People generally believe that it is one's willpower ability that separates the thin from the obese. I will argue that willpower — while highly consequential in many life domains — is not an important factor in explaining people's weight, and that diets fail more because of biology than because of willpower. Then I'll talk about healthy eating strategies that do not involve willpower. Overall, I will describe a sensible middle ground between endless restrictive diets, on the one hand, and excessive overeating, on the other.

Traci Mann is Professor of Psychology at the University of Minnesota. She received her PhD in 1995 from Stanford University, spent ten years on the faculty at UCLA, then moved to the University of Minnesota and started the Health and Eating Lab. She is interested in basic science questions about cognitive mechanisms of self-control, and in applying social psychology research to promoting healthy behavior — particularly eating — in individuals' daily lives. Her research has been funded by NIH, NASA, and the USDA, and she is the current president of the Social, Personality and Health Network.



Wednesday, March 22 - 2:30-3:30 pm
Elliott N219 (or N639, to be determined)

Luke Enge, PhD"Neuroscience and Diversity - New Methodologies"

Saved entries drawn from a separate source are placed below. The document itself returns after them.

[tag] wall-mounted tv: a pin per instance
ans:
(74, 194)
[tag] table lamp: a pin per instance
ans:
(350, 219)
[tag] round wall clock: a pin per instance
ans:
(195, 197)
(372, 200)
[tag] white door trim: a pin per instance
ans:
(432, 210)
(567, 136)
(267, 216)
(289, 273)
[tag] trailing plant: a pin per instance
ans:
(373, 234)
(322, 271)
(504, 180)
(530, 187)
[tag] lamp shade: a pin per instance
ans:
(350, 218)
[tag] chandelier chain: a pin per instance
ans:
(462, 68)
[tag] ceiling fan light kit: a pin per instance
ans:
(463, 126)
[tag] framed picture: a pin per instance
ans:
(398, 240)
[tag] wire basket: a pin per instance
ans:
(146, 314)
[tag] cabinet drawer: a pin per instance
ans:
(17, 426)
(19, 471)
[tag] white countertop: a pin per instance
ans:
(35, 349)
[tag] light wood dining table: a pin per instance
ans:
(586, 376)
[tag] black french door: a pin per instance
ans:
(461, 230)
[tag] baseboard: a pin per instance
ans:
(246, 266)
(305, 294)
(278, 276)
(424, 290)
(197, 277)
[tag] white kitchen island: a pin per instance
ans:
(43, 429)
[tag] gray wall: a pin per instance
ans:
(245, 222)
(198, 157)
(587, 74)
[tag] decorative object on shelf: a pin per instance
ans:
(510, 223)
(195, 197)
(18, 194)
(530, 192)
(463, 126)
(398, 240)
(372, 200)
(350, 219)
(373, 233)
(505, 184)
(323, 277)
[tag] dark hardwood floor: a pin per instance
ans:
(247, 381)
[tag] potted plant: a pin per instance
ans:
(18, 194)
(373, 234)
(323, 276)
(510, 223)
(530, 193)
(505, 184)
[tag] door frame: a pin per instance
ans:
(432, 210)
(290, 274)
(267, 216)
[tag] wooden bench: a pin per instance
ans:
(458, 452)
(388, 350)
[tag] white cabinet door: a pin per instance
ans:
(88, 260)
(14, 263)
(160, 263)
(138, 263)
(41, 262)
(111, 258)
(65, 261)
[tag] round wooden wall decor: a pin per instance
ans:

Luke R Enge, PhD, Scientific Consultant, Brain Products, Munich Germany

This talk will discuss the relationship between neuroscience and diversity research. Dr. Enge will discuss solutions for these research areas with an emphasis on current/future trends in neuroscience. Some examples include Mobile Brain/Body Imaging (MoBI), multi-subject recordings (e.g., in education) and the integration and analysis of multiple physiological signals in both the lab and real world.

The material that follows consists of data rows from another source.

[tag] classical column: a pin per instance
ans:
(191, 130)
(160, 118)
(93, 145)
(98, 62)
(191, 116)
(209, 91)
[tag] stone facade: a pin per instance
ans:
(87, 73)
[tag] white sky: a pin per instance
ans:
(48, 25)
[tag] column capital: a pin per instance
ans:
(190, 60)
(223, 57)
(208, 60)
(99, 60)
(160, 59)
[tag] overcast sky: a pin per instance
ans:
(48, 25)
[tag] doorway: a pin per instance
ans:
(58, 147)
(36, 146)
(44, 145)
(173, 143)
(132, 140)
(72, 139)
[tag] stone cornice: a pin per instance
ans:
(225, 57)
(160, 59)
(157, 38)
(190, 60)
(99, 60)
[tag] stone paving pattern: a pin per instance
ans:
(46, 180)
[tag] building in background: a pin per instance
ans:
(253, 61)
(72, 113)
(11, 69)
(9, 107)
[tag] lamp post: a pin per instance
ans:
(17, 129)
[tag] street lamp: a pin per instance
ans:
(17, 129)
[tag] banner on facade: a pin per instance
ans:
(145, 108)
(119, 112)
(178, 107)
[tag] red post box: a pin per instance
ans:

Dr. Luke R. Enge received Bachelor degrees in Psychology and Spanish Studies from the University of Minnesota in 2008. He worked with Drs. Richard Lee and Chad Marsolek with the goal of integrating neuroscience and diversity research. He received his Master’s Degree and Ph.D in Experimental Psychology with an emphasis in Social-Cognitive Neuroscience and Quantitative Methods from the University of Texas – El Paso in 2016. His research focused on neural mechanisms of social memory formation (sleep and memory consolidation) in the context of stereotyping/prejudice, person perception and emotion. Dr. Enge is a Scientific Consultant in the Marketing Department at Brain Products, based in Munich, Germany. He supports Brain Products in providing solutions for neurophysiological research across a variety of research applications. His current topics range from mobile EEG to Brain-Computer Interfaces.



March 30

Andrew OxenhamAndrew Oxenham, Psychology

"Pitch: Neural coding and perception"

Our ability to extract pitch information from complex acoustic waveforms is important for speech and music perception and for solving the 'cocktail party problem'. This talk will review recent work from our lab that combines behavioral, neuroimaging, and computational-modeling approaches to elucidate the mechanisms underlying pitch perception.



April 6

Scott Sponheim, Psychiatry





April 25

Spring Research Day



May 4

Link SwansonLink Swanson, Libraries

"Hallucination and Perception: A Delicate Balance of Top-down and Bottom-up in the Predictive Brain"

Recent work in computational systems neuroscience hypothesizes that hallucinatory experience and perceptual experience share many underlying neural mechanisms. In this talk I present an overview of my recent work on the scientific and philosophical implications of Bayesian predictive processing accounts of hallucination. I argue that such accounts offer powerful new tools to understand hallucinatory phenomena as they occur in psychopathology as well as in psychedelic drug states. I demonstrate how Bayesian neurocomputational models can illuminate the mechanisms by which neuromodulator molecules can lead to hallucinations and altered perception, cognition, and attention.